The definitions of design, including graphic design, have greatly expanded in the decades since design Beyond Design. Everything is designed, design is everywhere; there is no “beyond” anymore.  Like capitalism, there is no outside. We now have many qualifiers to put in front of design; participatory, service, human-centred, social-impact, transition. And yet, despite the expansiveness of design’s many definitions, the basic premise of design as a forward-looking, problem-solving activity remains central—of moving existing situations into preferable ones. Sadly, it seems the modernist legacy of design’s innate neutrality has withstood countless redefinitions. And although the question of to whom the designs are preferable is being asked more frequently (though still hardly enough), this progressivist notion of a design excludes other means of social change. It ignores the role of social conflict, of antagonisms, of political struggle in favour of incremental change and a utopian ideal of social consensus. It denies the power and agency (and I would argue beauty) of the protest, the strike, the blockade, the occupation, the riot. As such, design abdicates its responsibility of resistance, dissent and refusal. Whether this is due to historical blindness to the gains achieved through protests and direct action, an inability to recognize the urgency of the multiple social, political, and environmental crises we face, or a willful and self-serving disciplinary ignorance, remains open to question.

Design Against Design is organized into four interconnected thematic sections. Critique presents a political economic analysis of graphic design in relation to neoliberal capitalism and considers practical ways to resist it. Through semiotic case studies of hipster nostalgia and Pantone’s appropriation of subcultures, this chapter asks us to take visual culture seriously, to take the trends we create seriously, and consider their real world impacts. Practice looks critically at how designers work towards (and sometimes against) social change within both a professional studio context and alongside social movements. Two interviews, one with Philippe and Nancy Vermès on the student protest posters of Atelier Populaire during May 68 in Paris, the other with Sandy Kaltenborn, founder of the Berlin-based visual communication studio Image Shift, frame these types of design practice in an attempt to position them as complementary.

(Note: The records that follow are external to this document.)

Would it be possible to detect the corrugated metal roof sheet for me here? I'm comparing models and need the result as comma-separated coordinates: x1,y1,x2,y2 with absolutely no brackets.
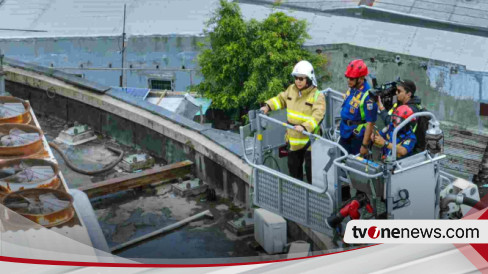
0,0,488,71
0,0,218,37
245,0,488,28
112,87,151,100
240,4,488,71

Materiality focuses on the craft of graphic design, on language and typography, legibility and illegibility, on the acts of speaking and making. It attempts to make evident that this book in your hands is a book, and argues for why that might matter. Conversations with the poet Kaie Kellough and our Montreal-based printers, Kata Soho, bookend the section as a metaphor for the design process, from poetic conception to material production. Autonomy considers the emotional and relational aspects of graphic design, understanding that interdependence is intricately bound to any possibility for self-determination within and beyond the discipline. I speak to design student Sarah Auches, and our client Jenn Clamen of Stella, to deepen the understanding of these relationalities.

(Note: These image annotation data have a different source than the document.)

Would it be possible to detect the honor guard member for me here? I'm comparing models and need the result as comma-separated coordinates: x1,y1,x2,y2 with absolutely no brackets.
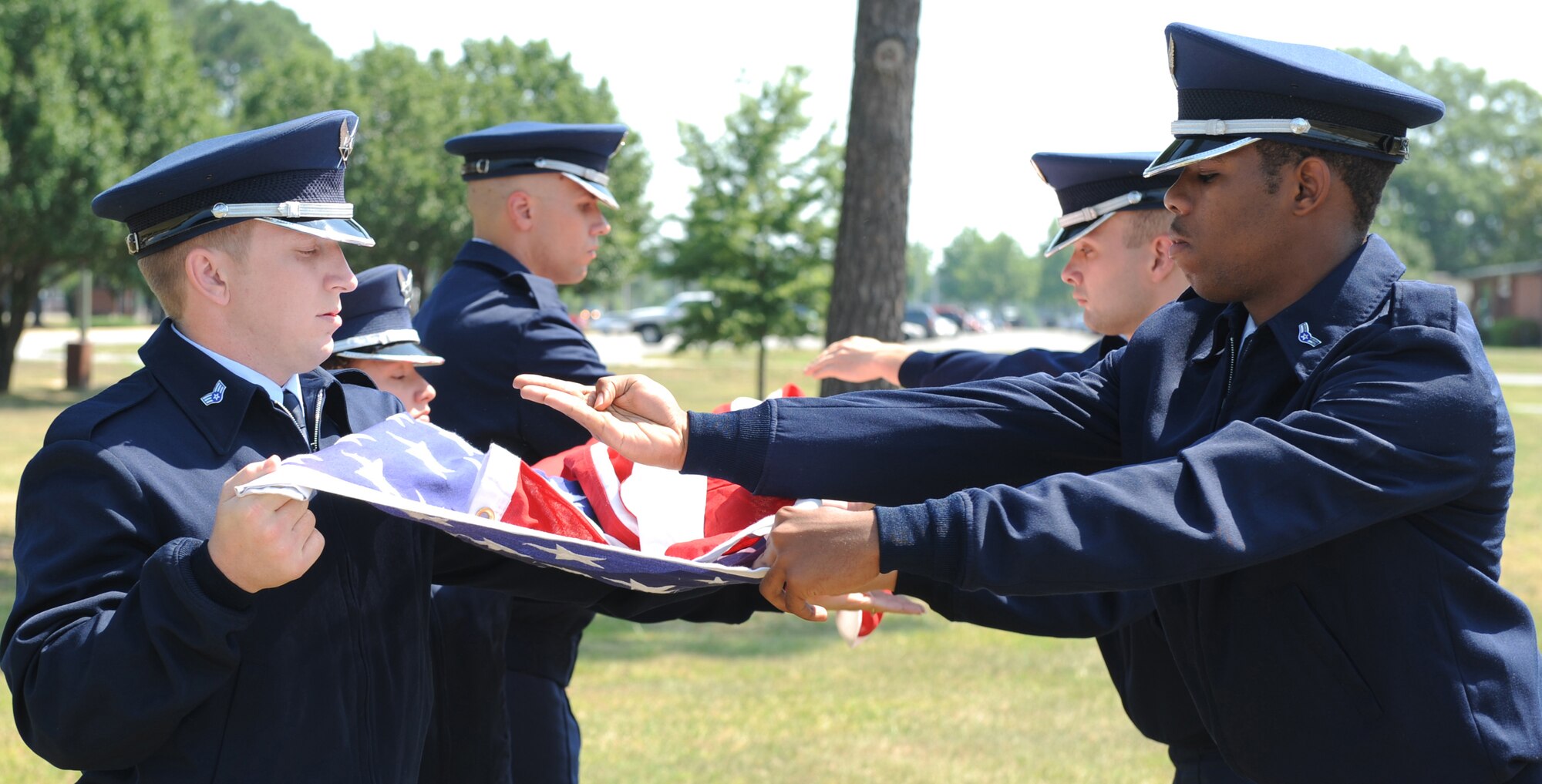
520,25,1542,784
0,111,651,784
416,122,626,782
322,264,444,422
808,153,1246,784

Projects, artworks and images by LOKI are featured alongside the essays and interviews. They serve less as illustrations or case studies but, instead, as assemblages and collisions that provide a visual environment and social context. They act as material representations of the wide diversity of collaborations and social struggles we have been engaged in over the years, their successes and failures, and of all the relationships built and lost. I hope that they also make their own arguments and show that despite there no longer being a “beyond,” there can still very much be an “against.”